DMA is working intently to educate the FTC commissioners and staff about the value of data-driven marketing to our economy, the need to protect innovation and our $156 billion industry and the success of nearly five decades of self-regulation based on marketer commitment to the DMA Ethical Business Guidelines which set the standard for our industry and form the public trust with consumers.  We are also working with policy makers in Washington D.C. and Brussels on maintaining the effective Safe Harbor program for sharing consumer data between America and Europe.
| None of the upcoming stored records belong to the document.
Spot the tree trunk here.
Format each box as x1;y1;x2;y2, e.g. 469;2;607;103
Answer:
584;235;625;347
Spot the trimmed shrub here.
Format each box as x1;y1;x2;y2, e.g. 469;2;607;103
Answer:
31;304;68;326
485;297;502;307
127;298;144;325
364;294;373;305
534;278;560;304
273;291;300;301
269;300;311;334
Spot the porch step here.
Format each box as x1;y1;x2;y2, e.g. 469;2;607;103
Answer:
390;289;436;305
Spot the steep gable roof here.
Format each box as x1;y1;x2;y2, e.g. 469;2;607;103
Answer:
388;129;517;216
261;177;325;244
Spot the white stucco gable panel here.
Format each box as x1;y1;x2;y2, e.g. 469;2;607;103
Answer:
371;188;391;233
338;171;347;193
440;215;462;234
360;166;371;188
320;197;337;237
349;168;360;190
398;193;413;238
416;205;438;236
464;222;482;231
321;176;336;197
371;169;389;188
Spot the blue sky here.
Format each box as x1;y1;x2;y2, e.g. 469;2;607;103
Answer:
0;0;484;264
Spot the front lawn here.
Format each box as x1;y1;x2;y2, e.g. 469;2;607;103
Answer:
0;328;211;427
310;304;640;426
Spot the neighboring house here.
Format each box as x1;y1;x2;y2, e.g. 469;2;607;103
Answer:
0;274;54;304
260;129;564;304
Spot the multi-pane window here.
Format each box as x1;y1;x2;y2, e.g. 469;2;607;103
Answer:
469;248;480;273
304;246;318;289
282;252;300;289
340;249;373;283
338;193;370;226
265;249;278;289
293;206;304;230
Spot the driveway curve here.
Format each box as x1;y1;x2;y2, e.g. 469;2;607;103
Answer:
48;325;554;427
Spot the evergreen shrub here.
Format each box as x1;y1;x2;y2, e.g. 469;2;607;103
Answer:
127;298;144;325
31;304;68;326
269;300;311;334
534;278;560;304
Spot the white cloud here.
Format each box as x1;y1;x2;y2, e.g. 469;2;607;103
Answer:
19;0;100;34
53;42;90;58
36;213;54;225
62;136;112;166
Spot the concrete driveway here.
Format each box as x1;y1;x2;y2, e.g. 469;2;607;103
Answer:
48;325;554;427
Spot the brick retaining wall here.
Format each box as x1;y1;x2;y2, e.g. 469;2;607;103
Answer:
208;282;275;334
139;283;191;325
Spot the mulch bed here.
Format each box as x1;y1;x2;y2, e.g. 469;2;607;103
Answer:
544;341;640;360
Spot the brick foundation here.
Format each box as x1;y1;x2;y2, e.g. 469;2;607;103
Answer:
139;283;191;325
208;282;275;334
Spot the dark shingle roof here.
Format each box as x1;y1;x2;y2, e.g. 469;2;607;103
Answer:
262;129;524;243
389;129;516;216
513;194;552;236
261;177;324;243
What those priority areas don’t include are things that consumers are actually concerned about.   Identity theft is the number one consumer complaint according to the FTC— and there is nothing on the FTC list demonstrating consumer concern about interest-based advertising or the consumer choices provided by marketers and DMA.    Real consumer concerns track with the complaints that DMA handles as part of our Ethical Guidelines enforcement (our annual report is located here.)

Here’s what you can do to help DMA protect our society’s beloved data-driven lifestyle and make our industry stronger:

  1. Review the DMA Ethical Guidelines and make sure that your implementation to these standards is above any question – be transparent and clear in all communications with consumers, and respect their preferences for content and channels.  Tell DMA what you are doing and we can feature your best practices with other marketers.
  2. Share the Consumer Help Services from DMA with your consumer audiences.    Let them know to exercise their choice when it comes to marketing offers.  Most consumers, once educated, choose relevant advertising over generic advertising.
  3. Take data stewardship seriously, and train your team in data governance and privacy.
  4. Understand the DMA advocacy agenda, based on the Five Fundamentals for the Future.  Get active in DMA legislative coalitions and help us set the record straight about the value of our industry to consumers and the economy.